Years after the Butler trial, however, multiple studies proved that “science had not validated [the] foundational premises” of the hair microscopy used by the FBI during Butler’s trial, and studies “failed to support” its accurate use for identification purposes. Despite knowing of these problems, prosecutors “continued to rely on hair evidence in trial” before 2000.
After DNA testing “exonerated several men” who had been convicted using such evidence, some of whom “had been imprisoned for decades,” the FBI decided to perform the “largest postconviction review in history” and identified numerous pre-2000 cases in which the government used “false hair evidence” to help obtain convictions. Butler was one of those cases. In 2015, the government stated that if Butler brought a motion for post-conviction relief based on the use of false hair evidence, it would waive any statute of limitations or other procedural defenses so that his claims could be resolved on the merits.
Butler filed such a motion in 2016. It was rejected by a lower court that believed that the false hair evidence was not “material” since there was other evidence, notably the Hill and Robinson testimonies, supporting the conviction. On appeal, Judge Katsas wrote a dissent agreeing with that view, claiming that the clearly false testimony took “only twelve lines of text” in the original trial transcript and that the non-hair evidence was “overwhelming.”
In an opinion by Chief Judge Sri Srinivasan, the D.C. Circuit rejected that view and reversed the lower court. Contrary to Katsas’ assertion that the majority opinion was “out of step” with precedent, Srinivasan explained that the majority ruling was “fully in step” with precedent from the Supreme Court and the D.C. Circuit.

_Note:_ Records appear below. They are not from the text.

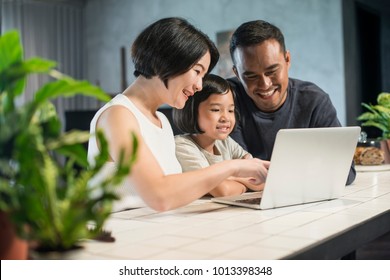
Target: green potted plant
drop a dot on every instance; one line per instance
(47, 199)
(378, 115)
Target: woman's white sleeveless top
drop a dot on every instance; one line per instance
(159, 140)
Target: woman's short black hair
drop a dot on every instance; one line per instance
(253, 33)
(170, 47)
(186, 119)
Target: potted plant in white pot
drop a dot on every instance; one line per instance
(378, 115)
(49, 201)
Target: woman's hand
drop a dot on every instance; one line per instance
(254, 169)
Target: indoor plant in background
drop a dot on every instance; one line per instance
(378, 115)
(49, 202)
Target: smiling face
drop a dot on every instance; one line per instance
(185, 85)
(263, 71)
(216, 117)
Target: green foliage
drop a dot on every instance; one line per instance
(378, 115)
(49, 201)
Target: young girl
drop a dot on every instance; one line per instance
(170, 57)
(207, 120)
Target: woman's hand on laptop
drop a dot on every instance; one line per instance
(248, 183)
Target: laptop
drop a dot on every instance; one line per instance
(307, 165)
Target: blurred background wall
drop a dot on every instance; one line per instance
(341, 45)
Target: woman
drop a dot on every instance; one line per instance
(207, 119)
(170, 57)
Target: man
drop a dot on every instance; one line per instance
(266, 98)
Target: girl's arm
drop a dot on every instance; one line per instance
(164, 192)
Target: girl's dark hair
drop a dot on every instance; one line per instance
(186, 119)
(253, 33)
(170, 47)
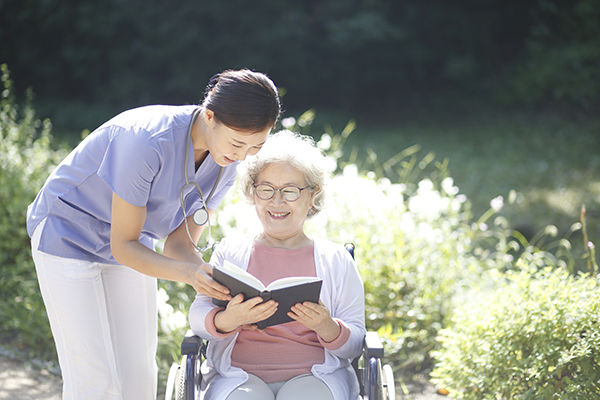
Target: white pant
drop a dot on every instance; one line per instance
(104, 321)
(299, 388)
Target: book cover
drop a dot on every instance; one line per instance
(285, 291)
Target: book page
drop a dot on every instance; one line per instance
(291, 281)
(241, 275)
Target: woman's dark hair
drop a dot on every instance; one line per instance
(243, 100)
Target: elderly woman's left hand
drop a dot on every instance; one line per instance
(316, 317)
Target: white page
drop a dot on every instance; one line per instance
(231, 269)
(290, 281)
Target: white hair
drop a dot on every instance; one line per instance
(291, 148)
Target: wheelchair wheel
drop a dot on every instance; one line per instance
(389, 387)
(380, 391)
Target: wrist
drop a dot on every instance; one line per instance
(222, 323)
(331, 332)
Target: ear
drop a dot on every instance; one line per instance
(312, 196)
(209, 117)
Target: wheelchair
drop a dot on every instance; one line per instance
(376, 381)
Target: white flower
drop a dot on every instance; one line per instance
(497, 203)
(325, 142)
(288, 123)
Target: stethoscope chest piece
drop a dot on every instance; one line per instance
(200, 216)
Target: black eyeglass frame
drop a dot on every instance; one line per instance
(280, 190)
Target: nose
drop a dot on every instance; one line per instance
(278, 197)
(241, 154)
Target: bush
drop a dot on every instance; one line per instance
(535, 337)
(26, 159)
(417, 251)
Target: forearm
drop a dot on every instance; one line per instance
(137, 256)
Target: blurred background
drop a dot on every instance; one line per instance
(473, 80)
(502, 95)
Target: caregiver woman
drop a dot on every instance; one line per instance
(144, 175)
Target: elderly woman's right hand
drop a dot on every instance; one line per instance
(203, 282)
(244, 313)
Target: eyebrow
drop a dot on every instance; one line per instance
(240, 142)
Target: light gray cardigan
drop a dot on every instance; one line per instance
(342, 293)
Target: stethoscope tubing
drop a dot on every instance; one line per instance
(204, 218)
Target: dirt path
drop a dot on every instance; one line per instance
(21, 382)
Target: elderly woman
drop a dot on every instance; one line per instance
(310, 357)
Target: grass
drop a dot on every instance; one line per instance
(550, 163)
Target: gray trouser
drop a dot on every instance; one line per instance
(299, 388)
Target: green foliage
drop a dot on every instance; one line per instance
(112, 55)
(562, 56)
(26, 159)
(535, 336)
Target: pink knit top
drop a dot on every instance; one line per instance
(284, 351)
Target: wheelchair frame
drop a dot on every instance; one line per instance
(376, 380)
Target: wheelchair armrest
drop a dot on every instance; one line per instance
(372, 346)
(191, 343)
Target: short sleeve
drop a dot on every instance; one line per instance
(130, 164)
(229, 176)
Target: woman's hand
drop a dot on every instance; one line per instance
(201, 280)
(316, 317)
(244, 313)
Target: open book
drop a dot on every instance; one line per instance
(285, 291)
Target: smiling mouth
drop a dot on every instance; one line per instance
(279, 215)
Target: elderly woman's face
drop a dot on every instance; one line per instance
(281, 219)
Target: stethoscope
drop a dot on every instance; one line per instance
(200, 216)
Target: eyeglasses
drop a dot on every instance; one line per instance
(288, 193)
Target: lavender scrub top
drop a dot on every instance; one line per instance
(139, 155)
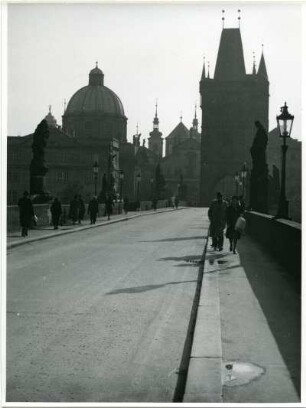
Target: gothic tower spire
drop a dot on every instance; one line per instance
(262, 70)
(155, 141)
(230, 62)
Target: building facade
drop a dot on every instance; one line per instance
(231, 102)
(94, 125)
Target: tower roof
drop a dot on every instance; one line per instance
(230, 61)
(203, 71)
(179, 131)
(262, 70)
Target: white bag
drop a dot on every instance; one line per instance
(240, 224)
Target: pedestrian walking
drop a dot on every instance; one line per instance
(81, 212)
(56, 211)
(241, 203)
(74, 209)
(217, 218)
(154, 204)
(26, 213)
(93, 209)
(126, 204)
(233, 211)
(109, 206)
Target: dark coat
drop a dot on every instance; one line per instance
(109, 206)
(26, 211)
(56, 208)
(232, 214)
(74, 208)
(93, 206)
(217, 217)
(81, 209)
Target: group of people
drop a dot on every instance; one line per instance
(223, 214)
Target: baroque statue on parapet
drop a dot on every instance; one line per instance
(38, 168)
(259, 173)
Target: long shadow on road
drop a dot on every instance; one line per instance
(139, 289)
(279, 300)
(177, 239)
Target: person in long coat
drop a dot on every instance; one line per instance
(81, 209)
(26, 213)
(74, 209)
(109, 206)
(233, 211)
(126, 204)
(217, 218)
(56, 211)
(93, 209)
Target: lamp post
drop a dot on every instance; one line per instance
(95, 169)
(243, 174)
(237, 182)
(284, 124)
(138, 179)
(121, 178)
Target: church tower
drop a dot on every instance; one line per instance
(231, 102)
(155, 141)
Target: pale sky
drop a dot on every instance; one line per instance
(147, 52)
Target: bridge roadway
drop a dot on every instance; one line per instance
(104, 315)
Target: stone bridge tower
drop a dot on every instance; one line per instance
(231, 101)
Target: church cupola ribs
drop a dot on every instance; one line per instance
(230, 62)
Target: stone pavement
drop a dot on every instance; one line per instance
(246, 345)
(45, 232)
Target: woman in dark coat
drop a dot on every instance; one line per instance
(109, 206)
(74, 209)
(56, 211)
(26, 213)
(125, 204)
(81, 209)
(233, 211)
(93, 209)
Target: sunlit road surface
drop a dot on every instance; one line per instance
(102, 315)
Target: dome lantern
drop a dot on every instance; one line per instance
(96, 76)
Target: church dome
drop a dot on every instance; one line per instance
(95, 97)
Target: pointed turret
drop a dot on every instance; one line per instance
(230, 62)
(262, 70)
(254, 65)
(203, 72)
(155, 120)
(155, 141)
(195, 122)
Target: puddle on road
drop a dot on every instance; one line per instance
(235, 373)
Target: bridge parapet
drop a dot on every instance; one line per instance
(282, 238)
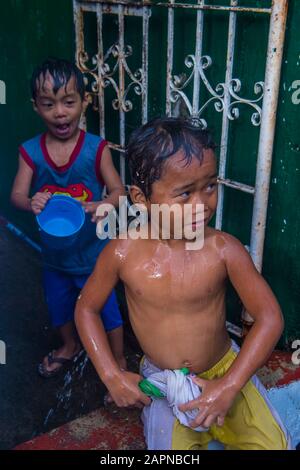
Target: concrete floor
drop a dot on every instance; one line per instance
(31, 405)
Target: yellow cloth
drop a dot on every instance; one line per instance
(249, 424)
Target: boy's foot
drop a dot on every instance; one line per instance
(55, 361)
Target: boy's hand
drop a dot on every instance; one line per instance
(213, 404)
(125, 391)
(38, 202)
(91, 208)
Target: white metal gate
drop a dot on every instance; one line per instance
(225, 96)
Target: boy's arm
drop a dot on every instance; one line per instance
(21, 187)
(122, 385)
(112, 181)
(257, 297)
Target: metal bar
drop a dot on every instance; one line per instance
(145, 65)
(170, 53)
(79, 43)
(171, 4)
(225, 120)
(121, 88)
(100, 58)
(236, 185)
(266, 137)
(79, 36)
(198, 54)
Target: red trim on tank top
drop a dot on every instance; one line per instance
(27, 158)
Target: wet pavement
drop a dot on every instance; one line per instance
(31, 405)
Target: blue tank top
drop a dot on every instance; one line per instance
(79, 178)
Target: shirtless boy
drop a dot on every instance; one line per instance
(176, 300)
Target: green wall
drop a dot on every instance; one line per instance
(32, 29)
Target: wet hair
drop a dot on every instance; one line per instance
(151, 145)
(61, 71)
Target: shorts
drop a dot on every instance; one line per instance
(61, 293)
(251, 423)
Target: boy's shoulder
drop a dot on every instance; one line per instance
(94, 138)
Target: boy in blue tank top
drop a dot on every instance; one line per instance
(67, 160)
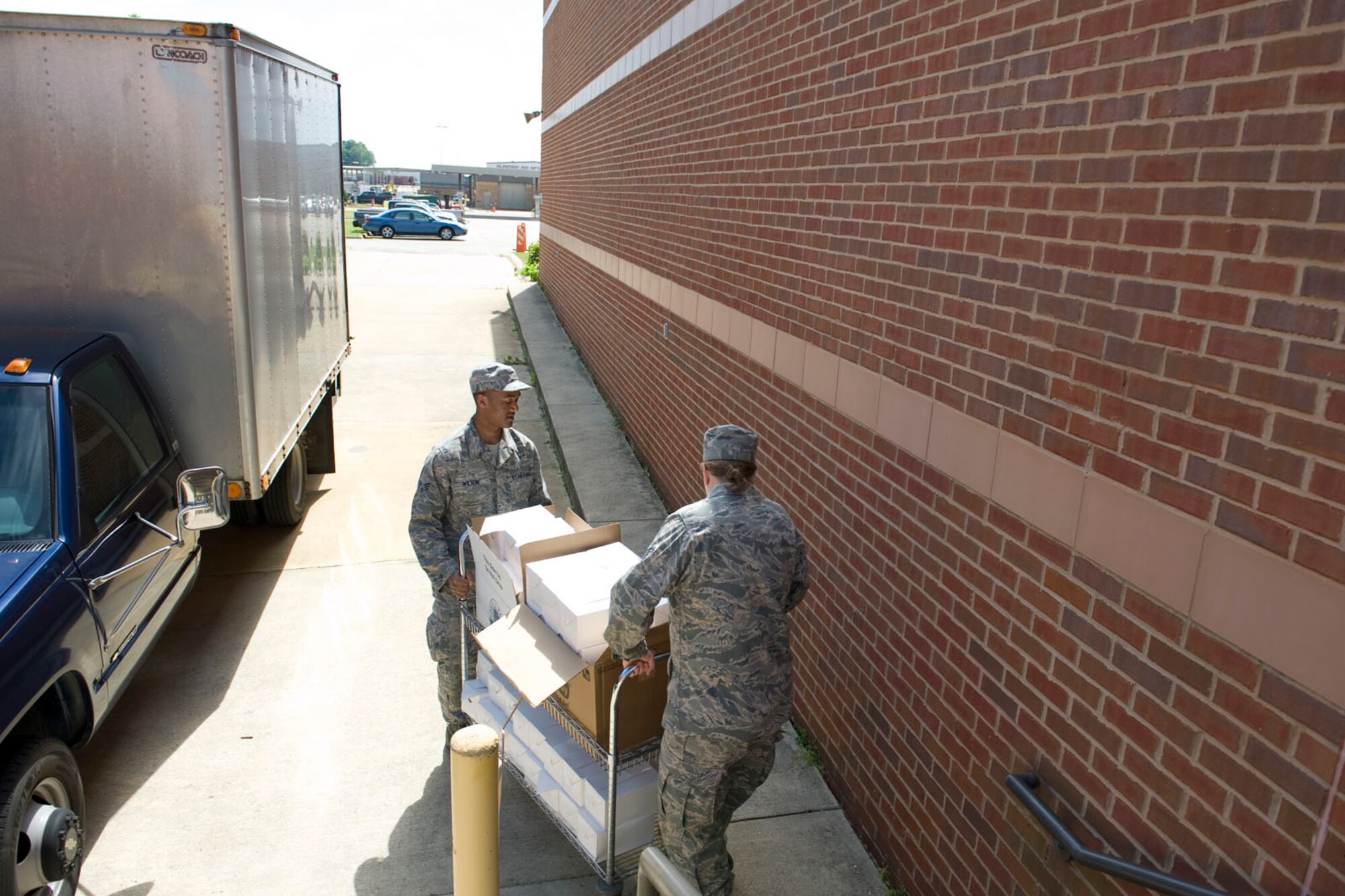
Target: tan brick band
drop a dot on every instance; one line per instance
(1280, 612)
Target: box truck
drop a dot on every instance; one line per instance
(173, 329)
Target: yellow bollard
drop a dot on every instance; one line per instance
(474, 774)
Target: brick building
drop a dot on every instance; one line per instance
(1039, 311)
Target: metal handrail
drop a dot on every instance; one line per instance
(613, 880)
(660, 876)
(1073, 849)
(610, 876)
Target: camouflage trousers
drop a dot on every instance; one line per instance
(442, 634)
(703, 782)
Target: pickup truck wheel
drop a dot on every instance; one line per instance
(41, 833)
(283, 505)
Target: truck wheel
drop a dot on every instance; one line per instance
(245, 513)
(41, 833)
(283, 505)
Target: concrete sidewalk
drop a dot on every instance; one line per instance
(792, 837)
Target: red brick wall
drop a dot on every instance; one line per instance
(1112, 231)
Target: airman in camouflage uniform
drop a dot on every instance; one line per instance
(732, 567)
(484, 469)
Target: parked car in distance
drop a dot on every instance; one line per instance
(415, 204)
(407, 222)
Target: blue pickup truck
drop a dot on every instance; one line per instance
(99, 528)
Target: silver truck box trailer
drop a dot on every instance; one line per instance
(181, 186)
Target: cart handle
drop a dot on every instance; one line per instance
(613, 879)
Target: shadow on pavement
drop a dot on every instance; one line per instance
(188, 674)
(420, 849)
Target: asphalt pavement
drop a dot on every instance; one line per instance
(284, 735)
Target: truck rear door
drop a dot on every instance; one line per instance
(126, 477)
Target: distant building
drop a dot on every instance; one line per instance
(490, 186)
(518, 166)
(498, 185)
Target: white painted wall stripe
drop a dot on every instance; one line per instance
(1284, 614)
(685, 24)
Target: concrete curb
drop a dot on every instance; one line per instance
(615, 489)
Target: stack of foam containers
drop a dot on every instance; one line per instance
(510, 532)
(567, 778)
(572, 595)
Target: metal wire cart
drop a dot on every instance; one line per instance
(614, 868)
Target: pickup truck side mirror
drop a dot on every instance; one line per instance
(202, 503)
(202, 498)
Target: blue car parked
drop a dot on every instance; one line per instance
(408, 222)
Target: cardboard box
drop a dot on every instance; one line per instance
(539, 663)
(588, 697)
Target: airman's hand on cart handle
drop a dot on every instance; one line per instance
(459, 587)
(644, 666)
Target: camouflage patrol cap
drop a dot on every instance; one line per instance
(730, 443)
(496, 377)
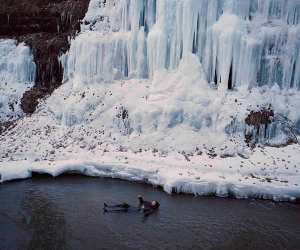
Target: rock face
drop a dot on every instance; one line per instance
(46, 26)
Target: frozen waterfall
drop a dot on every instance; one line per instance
(17, 74)
(249, 42)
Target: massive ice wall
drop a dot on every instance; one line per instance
(17, 74)
(249, 42)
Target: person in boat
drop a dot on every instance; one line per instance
(147, 207)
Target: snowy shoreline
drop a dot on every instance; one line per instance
(201, 175)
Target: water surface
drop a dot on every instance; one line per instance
(66, 213)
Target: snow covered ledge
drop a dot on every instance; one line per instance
(270, 173)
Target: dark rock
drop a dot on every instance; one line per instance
(46, 26)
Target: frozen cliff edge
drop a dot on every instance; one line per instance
(17, 75)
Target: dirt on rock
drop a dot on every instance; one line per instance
(46, 26)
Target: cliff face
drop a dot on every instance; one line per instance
(44, 25)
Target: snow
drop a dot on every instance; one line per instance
(237, 177)
(145, 98)
(255, 41)
(17, 74)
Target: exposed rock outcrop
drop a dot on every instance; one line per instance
(46, 26)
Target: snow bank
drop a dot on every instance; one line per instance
(262, 176)
(17, 74)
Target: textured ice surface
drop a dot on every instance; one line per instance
(17, 74)
(249, 42)
(146, 98)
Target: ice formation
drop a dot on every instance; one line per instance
(146, 98)
(239, 44)
(249, 42)
(17, 74)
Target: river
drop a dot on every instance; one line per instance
(66, 213)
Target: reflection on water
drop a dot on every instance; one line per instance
(66, 213)
(45, 220)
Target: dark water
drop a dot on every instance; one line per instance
(66, 213)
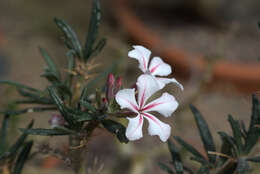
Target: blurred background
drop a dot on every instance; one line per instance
(216, 29)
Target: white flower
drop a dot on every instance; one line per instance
(157, 66)
(165, 105)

That precedent made clear, Srinivasan stated, that the government’s use of testimony it knew or should have known was false is considered “material” if the evidence “could in any reasonable likelihood have influenced the jury” – a standard that the courts have ruled is “quite easily satisfied” in light of the strong interest in combating the “corruption of the truth-seeking function” of trials through false testimony.
In fact, the majority went on, the court had ruled unanimously in another case in 2019 that very similar use of false hair testimony was material, even though the number of lines of false testimony was similarly small and there was much other evidence that could have warranted the jury’s verdict. And the majority also noted than in its decision 47 years ago affirming Butler’s conviction, the D.C. Circuit itself found that the Hill and Robinson testimony posed a serious “danger of unreliability,” and it relied heavily on the “corroborating evidence” in sustaining Butler’s conviction, including the “especially weighty” hair testimony.
In short, the majority concluded, the “easily satisfied” standard was clearly met here, and the government’s use of evidence against Butler that it knew or should have known was false “denied him a fair trial.” But if it had been up to Katsas, Dennis Butler would have been required to remain in prison despite his wrongful conviction almost 50 years ago.